# Random Forest for for Regression

In this lab, we will be using the solution from the last lab, and we will extend it to implement a random forest for regression. To simplify the process, we will be using the same dataset, and therefore code to load it and splitting it into training and testing is provided below.

As a reminder we are making a dataset where the features are

* `variance`
* `skewness`
* `curtosis`

and the target variable is

* `entropy`

For this lab, we simply ignore the `class` column

In [1]:
import pandas as pd
import numpy as np
from sklearn.model_selection import train_test_split
data = pd.read_csv('https://archive.ics.uci.edu/ml/machine-learning-databases/00267/data_banknote_authentication.txt', names=['variance', 'skewness', 'curtosis', 'entropy', 'class'])

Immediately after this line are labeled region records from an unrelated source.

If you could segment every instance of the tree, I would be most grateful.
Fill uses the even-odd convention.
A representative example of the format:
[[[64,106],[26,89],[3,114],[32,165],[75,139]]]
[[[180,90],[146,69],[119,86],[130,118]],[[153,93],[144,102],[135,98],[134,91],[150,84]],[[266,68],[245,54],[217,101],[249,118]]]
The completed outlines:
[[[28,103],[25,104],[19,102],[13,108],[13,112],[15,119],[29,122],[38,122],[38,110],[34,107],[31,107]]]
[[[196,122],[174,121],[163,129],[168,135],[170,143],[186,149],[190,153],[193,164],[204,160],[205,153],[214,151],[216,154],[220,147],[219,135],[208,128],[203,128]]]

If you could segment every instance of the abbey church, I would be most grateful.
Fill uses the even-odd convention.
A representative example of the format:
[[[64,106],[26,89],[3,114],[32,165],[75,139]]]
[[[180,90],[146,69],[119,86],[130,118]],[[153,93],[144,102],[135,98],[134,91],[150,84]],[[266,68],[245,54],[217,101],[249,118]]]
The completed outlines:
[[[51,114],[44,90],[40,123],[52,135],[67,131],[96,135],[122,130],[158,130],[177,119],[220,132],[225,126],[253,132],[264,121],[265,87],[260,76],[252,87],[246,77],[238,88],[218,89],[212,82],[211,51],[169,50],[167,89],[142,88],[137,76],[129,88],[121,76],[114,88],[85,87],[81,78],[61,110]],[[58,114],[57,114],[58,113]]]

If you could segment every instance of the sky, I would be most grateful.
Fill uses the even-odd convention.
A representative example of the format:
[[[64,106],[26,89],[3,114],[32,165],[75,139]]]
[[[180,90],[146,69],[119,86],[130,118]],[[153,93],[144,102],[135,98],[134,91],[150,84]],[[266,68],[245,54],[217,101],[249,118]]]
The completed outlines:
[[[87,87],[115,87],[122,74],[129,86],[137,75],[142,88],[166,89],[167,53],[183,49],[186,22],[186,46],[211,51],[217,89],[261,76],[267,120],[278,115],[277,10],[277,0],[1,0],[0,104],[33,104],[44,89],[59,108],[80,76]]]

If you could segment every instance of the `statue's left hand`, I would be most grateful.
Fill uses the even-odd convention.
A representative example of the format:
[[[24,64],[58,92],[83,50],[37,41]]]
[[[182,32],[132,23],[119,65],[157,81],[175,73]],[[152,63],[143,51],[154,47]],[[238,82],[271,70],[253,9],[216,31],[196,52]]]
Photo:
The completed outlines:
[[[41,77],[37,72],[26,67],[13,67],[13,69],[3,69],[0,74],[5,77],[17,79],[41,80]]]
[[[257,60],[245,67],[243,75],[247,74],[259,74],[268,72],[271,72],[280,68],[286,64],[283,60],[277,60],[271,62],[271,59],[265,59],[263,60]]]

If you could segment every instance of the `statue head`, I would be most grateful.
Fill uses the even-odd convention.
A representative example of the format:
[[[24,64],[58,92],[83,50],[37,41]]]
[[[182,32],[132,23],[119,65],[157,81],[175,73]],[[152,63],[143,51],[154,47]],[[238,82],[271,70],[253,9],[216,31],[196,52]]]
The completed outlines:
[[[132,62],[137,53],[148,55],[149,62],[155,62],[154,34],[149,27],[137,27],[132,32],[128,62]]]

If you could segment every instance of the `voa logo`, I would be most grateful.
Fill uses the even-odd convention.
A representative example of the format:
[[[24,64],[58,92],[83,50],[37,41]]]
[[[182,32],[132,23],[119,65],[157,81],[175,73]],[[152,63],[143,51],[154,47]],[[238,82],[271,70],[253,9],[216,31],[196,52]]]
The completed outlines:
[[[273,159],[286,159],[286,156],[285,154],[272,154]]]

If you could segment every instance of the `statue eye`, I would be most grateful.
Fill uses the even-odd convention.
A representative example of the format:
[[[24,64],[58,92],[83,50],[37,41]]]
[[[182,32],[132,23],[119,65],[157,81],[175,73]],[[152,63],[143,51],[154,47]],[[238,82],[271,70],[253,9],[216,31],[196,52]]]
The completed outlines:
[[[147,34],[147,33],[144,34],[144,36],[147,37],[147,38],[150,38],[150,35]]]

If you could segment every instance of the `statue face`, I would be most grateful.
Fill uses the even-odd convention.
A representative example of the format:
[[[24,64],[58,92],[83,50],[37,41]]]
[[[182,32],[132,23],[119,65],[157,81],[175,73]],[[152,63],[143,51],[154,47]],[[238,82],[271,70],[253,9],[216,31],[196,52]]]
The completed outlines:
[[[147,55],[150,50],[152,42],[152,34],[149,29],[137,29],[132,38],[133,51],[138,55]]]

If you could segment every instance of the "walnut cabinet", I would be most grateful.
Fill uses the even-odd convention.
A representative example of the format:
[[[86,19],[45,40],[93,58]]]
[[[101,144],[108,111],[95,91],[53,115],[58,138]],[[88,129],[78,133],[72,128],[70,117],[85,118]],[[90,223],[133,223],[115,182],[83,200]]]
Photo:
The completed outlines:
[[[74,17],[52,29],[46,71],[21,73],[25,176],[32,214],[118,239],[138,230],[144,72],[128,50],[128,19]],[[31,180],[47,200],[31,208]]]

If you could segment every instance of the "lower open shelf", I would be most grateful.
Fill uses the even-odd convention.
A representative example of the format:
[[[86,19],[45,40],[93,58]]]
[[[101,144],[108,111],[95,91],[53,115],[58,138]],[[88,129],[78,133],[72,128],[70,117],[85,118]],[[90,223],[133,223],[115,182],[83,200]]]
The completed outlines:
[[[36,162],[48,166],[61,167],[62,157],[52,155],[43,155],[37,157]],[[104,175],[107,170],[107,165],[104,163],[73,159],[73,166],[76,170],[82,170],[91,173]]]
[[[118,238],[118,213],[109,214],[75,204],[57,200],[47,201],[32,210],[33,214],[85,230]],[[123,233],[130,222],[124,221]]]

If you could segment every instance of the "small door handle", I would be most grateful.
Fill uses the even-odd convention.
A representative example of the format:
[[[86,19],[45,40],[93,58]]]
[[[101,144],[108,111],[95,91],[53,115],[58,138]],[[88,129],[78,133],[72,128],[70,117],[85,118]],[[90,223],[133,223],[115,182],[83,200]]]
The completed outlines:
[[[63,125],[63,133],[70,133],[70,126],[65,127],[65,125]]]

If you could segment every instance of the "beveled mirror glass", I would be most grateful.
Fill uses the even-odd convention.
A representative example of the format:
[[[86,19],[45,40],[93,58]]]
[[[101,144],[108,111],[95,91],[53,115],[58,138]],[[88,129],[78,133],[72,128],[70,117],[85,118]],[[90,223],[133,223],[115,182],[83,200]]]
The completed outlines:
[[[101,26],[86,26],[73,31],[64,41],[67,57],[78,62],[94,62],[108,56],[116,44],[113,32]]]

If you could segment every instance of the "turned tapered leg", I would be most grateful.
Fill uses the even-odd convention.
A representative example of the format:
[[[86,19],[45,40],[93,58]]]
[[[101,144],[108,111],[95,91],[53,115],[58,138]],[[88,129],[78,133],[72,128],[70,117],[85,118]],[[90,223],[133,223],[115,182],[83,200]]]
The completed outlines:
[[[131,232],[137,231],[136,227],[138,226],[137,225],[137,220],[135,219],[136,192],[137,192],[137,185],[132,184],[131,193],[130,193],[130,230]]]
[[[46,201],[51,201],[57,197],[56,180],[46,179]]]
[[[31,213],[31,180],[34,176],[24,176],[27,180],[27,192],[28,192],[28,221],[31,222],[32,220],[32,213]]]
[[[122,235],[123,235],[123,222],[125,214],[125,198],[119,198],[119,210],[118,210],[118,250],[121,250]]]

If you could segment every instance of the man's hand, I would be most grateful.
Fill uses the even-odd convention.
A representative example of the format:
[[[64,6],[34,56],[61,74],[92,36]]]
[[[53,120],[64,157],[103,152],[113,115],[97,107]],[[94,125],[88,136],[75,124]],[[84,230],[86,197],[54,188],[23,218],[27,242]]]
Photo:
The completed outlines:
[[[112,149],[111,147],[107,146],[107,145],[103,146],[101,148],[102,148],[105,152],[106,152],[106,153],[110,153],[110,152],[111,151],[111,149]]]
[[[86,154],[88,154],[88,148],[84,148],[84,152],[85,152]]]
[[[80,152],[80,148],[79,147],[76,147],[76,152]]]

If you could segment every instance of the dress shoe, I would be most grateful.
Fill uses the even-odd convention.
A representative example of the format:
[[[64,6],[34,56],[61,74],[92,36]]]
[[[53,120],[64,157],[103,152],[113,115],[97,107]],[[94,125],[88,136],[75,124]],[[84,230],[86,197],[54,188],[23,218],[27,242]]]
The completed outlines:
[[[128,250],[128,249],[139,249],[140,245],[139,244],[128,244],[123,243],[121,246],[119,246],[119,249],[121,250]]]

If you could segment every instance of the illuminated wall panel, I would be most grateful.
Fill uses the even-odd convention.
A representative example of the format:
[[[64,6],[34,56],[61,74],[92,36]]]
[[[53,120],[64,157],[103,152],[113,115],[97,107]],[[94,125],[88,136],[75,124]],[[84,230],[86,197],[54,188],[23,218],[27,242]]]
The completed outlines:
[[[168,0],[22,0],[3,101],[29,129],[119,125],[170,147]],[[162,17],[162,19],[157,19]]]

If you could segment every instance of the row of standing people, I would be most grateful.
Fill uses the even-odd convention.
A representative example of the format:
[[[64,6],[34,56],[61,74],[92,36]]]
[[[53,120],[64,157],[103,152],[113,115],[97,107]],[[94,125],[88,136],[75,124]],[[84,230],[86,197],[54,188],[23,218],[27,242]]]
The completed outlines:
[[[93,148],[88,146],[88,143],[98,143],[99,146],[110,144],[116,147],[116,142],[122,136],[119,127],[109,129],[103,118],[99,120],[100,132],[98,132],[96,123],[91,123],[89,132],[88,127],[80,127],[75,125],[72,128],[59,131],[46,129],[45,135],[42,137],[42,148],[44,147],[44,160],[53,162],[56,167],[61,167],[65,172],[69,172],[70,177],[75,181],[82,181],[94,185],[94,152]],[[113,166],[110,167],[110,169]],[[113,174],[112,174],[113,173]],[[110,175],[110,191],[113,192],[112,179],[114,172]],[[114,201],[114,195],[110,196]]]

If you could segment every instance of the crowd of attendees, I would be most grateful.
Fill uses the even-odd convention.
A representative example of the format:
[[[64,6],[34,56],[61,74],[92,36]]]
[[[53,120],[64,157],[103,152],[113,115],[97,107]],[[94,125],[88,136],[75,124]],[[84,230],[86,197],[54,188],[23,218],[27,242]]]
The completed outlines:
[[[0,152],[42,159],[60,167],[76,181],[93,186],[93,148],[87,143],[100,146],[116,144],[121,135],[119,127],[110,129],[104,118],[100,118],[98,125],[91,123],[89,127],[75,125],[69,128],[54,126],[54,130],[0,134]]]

X = data.loc[:, ["variance", "skewness", "curtosis"]].values
y = data["entropy"].values

X_train, X_test, y_train, y_test = train_test_split(X, y, test_size=0.3, random_state=0)


## DecisionTree Regressor 

In the following cell, I simply copy the solution from the previous lab, and I turn it into a scikit-learn regressor for convenience. I also copy the function to print the tree, as part of the regressor.

> This code SEEMS extremely long, but you can delete the documentation lines and see that it's actually not too bad <span style="font-size:20pt;">😃</span>

In [2]:
from sklearn.base import RegressorMixin
from sklearn.utils.validation import check_X_y, check_array, check_is_fitted

class DTRegressor(RegressorMixin):

    """
    CART Decision Tree Regressor
    
    This is not an efficient implementation, but it should serve to learn how to put together 
    a simple decision tree for regression.
    
    All features are assumed to be numeric.
    
    Parameters
    ----------
    min_samples : int
        parameter for stopping criterion if a node has <= min_samples datapoints
    max_depth : int
        parameter for stopping criterion if a node belongs to this depth
    """
    def __init__(self,
                 min_samples,
                 max_depth):
        self.min_samples_ = min_samples
        self.max_depth_ = max_depth
        self.root_ = None # placeholder to hold the root node for predictions
    
    def print_tree(self, depth):
        if 'value' in node.keys():
            print('.  '*(depth-1), f"[{node['value']}]")
        else:
            print('.  '*depth, f'X_{node["feature_index"]} < {node["tau"]}')
            print_tree(node['left'], depth+1)
            print_tree(node['right'], depth+1)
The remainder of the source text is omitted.